Au niveau français, donc, des limites existent déjà. Elles sont en cours d'élaboration au niveau européen. Par ailleurs, ni la police judiciaire, ni Tracfin, ni les services du Trésor n'identifient de risques de blanchiment à la hauteur prévue dans cette proposition de loi.

Le paiement des loyers entre particuliers ne semble pas représenter un outil de blanchiment. Dès lors, introduire à plafond à 1 500 euros n'est pas un outil attendu et utile en la matière, alors que ce plafond représentera une gêne ou un obstacle pour les Français qui souhaitent régler en espèces, et ce en toute légalité.

Ensuite, interdire tout paiement en espèces entre particuliers au-delà de 1 000 euros ne peut être effectif que s'il est possible de contrôler ces transactions. Or c'est bien entendu impossible, et ce n'est même pas souhaitable, sauf à ce que l'administration soit particulièrement intrusive.

En outre, il y a un risque réel, avec un tel plafond, que soient pénalisées les plateformes de revente en ligne ou de fourniture de services ponctuels entre particuliers, et avec eux une forme d'économie circulaire qui va croissant. Je sais que ce n'est bien entendu pas l'objectif de la proposition de loi, mais c'est un effet de bord réel que nous avons identifié.
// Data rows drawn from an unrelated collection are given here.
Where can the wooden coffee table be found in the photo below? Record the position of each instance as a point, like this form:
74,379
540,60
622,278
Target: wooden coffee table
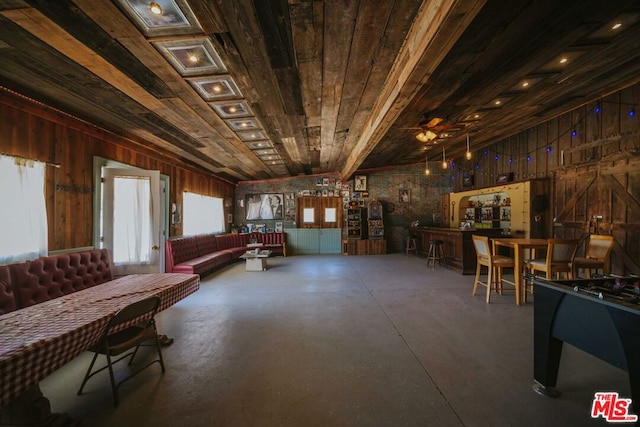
256,261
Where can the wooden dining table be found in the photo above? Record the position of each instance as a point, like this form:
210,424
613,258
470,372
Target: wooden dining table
519,247
37,340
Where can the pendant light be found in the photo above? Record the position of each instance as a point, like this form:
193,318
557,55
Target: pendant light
444,159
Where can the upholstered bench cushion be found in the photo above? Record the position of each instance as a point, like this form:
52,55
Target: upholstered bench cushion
50,277
203,263
7,298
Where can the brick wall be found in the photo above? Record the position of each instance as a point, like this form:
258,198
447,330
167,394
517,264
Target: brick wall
384,185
Enfin, la tolérance accordée aux personnes qui ne disposent ni de compte bancaire ni de chéquier doit être conservée. Le Gouvernement n'adopterait peut-être pas la même position s'il y avait là un canal particulier de blanchiment, mais les services de l'État n'ont jamais identifié de contournement consistant à se priver volontairement d'un compte bancaire pour se soustraire au plafond légal…

Dès lors, la mesure proposée n'aurait que peu d'impact, voire n'en aurait pas du tout, sur la criminalité financière. En revanche, elle restreindrait de manière importante la liberté des personnes concernées.

Je le rappelle, les espèces constituent le seul moyen de paiement pour les centaines de milliers de personnes qui ne possèdent pas de compte bancaire. Leur nombre est certes faible au regard des dizaines de millions de comptes bancaires ouverts en France, mais il n'est pas du tout négligeable.